Day 3 started with WaffleCon, a private event for the #WISPDEFCON winners. After that, we met with my mentor and had a pretty awesome conversation. I also swore on a checkbook that by DefCon 28, I’d either have my CISSP or I’d be ready to sit for the exam. Yes, my mentor is cooler than yours. We visited the Car Hacking village and the ICS village and then ended up at the Ethics village, where a panel discussion on Diversity and Equality in InfoSec was underway. I even got involved in the topic of whether the phrase “I don’t see color” was problematic or not (If you were wondering, it is). After that, we talked, had dinner and talked some more.

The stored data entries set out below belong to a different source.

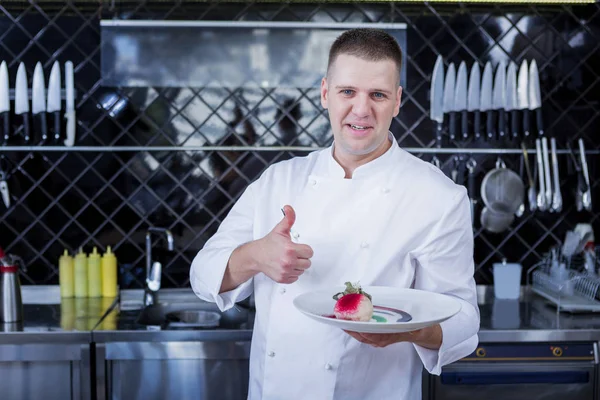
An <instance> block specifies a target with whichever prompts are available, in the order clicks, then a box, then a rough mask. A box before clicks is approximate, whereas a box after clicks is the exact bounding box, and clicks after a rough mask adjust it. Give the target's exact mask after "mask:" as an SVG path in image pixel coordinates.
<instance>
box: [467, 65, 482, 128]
mask: <svg viewBox="0 0 600 400" xmlns="http://www.w3.org/2000/svg"><path fill="white" fill-rule="evenodd" d="M480 78H481V77H480V73H479V64H478V63H477V62H474V63H473V66H472V67H471V75H470V77H469V92H468V97H467V103H468V104H467V111H470V112H472V113H473V117H474V118H473V134H474V136H475V139H479V138H480V137H481V131H480V129H481V128H480V125H481V113H480V111H479V93H480V82H479V80H480Z"/></svg>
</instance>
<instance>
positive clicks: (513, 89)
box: [506, 61, 519, 139]
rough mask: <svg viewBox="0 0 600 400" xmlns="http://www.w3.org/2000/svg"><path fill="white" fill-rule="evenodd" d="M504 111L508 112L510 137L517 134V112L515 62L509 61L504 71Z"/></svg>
mask: <svg viewBox="0 0 600 400" xmlns="http://www.w3.org/2000/svg"><path fill="white" fill-rule="evenodd" d="M506 111H508V112H510V123H511V131H512V138H513V139H516V138H517V137H518V136H519V117H518V114H519V112H518V111H517V64H515V63H514V62H512V61H511V62H510V63H509V64H508V70H507V72H506Z"/></svg>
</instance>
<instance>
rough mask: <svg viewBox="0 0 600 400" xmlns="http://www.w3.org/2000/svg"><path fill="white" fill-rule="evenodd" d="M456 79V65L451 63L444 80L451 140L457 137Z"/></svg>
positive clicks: (445, 108) (445, 110)
mask: <svg viewBox="0 0 600 400" xmlns="http://www.w3.org/2000/svg"><path fill="white" fill-rule="evenodd" d="M455 81H456V67H455V66H454V63H450V65H449V66H448V70H447V71H446V79H445V80H444V103H443V110H444V114H448V132H449V135H450V140H454V138H455V137H456V111H457V110H456V108H455V106H454V93H455V91H454V90H455Z"/></svg>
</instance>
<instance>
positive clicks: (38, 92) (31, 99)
mask: <svg viewBox="0 0 600 400" xmlns="http://www.w3.org/2000/svg"><path fill="white" fill-rule="evenodd" d="M31 115H32V117H33V124H34V132H35V133H37V134H39V137H40V138H41V141H42V143H45V142H46V141H47V140H48V128H47V125H46V82H45V81H44V70H43V69H42V63H41V62H39V61H38V62H37V64H36V65H35V69H34V70H33V81H32V83H31Z"/></svg>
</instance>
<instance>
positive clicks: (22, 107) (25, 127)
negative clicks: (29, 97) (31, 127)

My last day was spent having awesome and interesting conversations with a lot of black people in Info Sec. As someone who is passionate about diversity and inclusion in the InfoSec space, it was one of the highlights of my time there. I shared an almost teary goodbye to my Zero Days and embarked on a trip home.
Being at DefCon felt like a hug. I felt like I belonged. Being from a family that isn’t into technology and having most of my friends uninterested in technology, embarking on this journey can feel a bit lonely at times. At DefCon, I never felt misunderstood or alone. I felt like I was at home. And that is the most rewarding part of my experience.
Needless to say, I had an amazing time at DefCon. I’ll probably be writing a guide on how to do DefCon before the next one as well. I didn’t get to do most of the things I set out to do, or meet the people I wanted to meet. And that’s okay, because next year, I will! And…maybe I’ll speak next year as well? Only time will tell.